Le Pen certainly has good reason to be rattled. Any resemblance between him and Hugues Henry Lègle, leader of the film's fictional far-right party (his surname is a homophone of the French word for eagle) is wholly intentional. Played by veteran actor and film-maker Jean-Marc Thibault, Lègre has the same build, roughly the same age and the same sort of craggy, carnivorous features, while his soundbites have an uncanny Le Pen ring to them.

Again, no accident there: to show how France's far right has made itself "respectable", screenwriter Christophe Graizon sifted through books on the National Front, as well as nationalist speeches and propaganda. Lègre walks the walk and talks the talk. There's a particularly effective scene in the film where he organises a walkabout in a shopping centre, dishing out mollifying bons mots as he passes - a scene sure to ring a bell with anyone who saw, say, TV coverage of Le Pen on walkabout at this year's Salon de l'Agriculture in Paris.
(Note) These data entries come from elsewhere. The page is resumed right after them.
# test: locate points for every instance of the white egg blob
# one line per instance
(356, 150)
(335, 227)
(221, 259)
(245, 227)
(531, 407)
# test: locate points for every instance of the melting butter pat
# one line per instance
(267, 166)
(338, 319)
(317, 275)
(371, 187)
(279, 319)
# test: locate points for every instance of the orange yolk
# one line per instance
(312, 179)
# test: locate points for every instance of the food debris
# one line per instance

But incitement to murder? Probably not - although murder is certainly uppermost in the mind of the film's protagonist, Alain (Nacéri), a French inner-city Arab in his early 30s who goes undercover to avenge the deaths of his sister and best friend at the hands of the extremists. It's a rather conventional set-up, strongly reminiscent of Donnie Brasco, with the expected soul-searching, identity crises and moral dilemmas that come with undercover work. To pass muster, Alain has to get his hands dirty and put his Muslim faith to one side. He helps to make a murder look like a suicide bomb attack, and later drinks whisky and eats pork with the racist henchmen. More seriously, his resolve waivers when he starts bedding Lègle's gorgeous daughter.

At the inevitable face-off, Lègle growls like the devil incarnate (he even has Satan's moustache and goatee - the most obvious difference from the clean-shaven Le Pen), stalling the would-be assassin by telling him: "The man who kills me will be a man like me." Cut to Alain being physically sick.
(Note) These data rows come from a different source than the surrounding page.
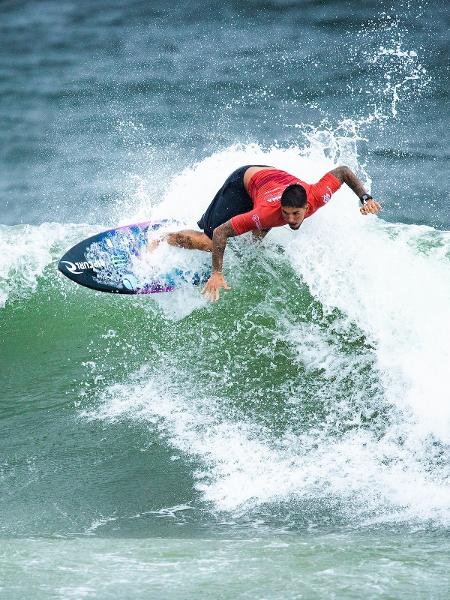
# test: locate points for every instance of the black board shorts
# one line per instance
(231, 200)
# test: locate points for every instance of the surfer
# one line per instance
(256, 198)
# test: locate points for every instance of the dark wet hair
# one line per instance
(294, 196)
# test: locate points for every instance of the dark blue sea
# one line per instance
(293, 440)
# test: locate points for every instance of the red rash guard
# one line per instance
(265, 189)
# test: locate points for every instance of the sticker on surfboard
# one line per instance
(114, 261)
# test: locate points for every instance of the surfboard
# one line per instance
(106, 262)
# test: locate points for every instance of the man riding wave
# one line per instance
(256, 198)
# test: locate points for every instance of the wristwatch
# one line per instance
(363, 199)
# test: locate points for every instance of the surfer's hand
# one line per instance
(371, 206)
(215, 283)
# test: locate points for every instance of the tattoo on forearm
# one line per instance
(346, 175)
(220, 237)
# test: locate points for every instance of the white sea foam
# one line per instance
(392, 282)
(25, 251)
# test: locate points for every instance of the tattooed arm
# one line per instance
(217, 281)
(346, 175)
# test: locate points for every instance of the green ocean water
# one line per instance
(293, 440)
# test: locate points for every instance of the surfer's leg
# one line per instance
(191, 239)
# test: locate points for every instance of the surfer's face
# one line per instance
(293, 216)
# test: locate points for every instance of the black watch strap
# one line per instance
(363, 199)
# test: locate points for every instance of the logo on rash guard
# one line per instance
(257, 221)
(327, 195)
De Maistre's film is one of two new French movies revolving around skulduggery in the run-up to an election. The second is Les Araignées de la Nuit (The Spiders of the Night) by eccentric director Jean-Pierre Mocky, a pantomime police thriller in which a mysterious gang sporting spider tattooes goes around bumping off presidential candidates.

But whereas Mocky's political satire feels almost affectionate - in a dig at the similarity between the policies of the real-life candidates, the five non-entities in the film all have nearly identical names - De Maistre hits hard. "To those who voted for Le Pen without realising who he really is," he says, "go and see Féroce. Le Pen has never been more ferocious." Maybe so. But in France, the line that is really likely to sting the most is spoken at the end by Lègle's image consultant: "The real bastard in all this is the voter."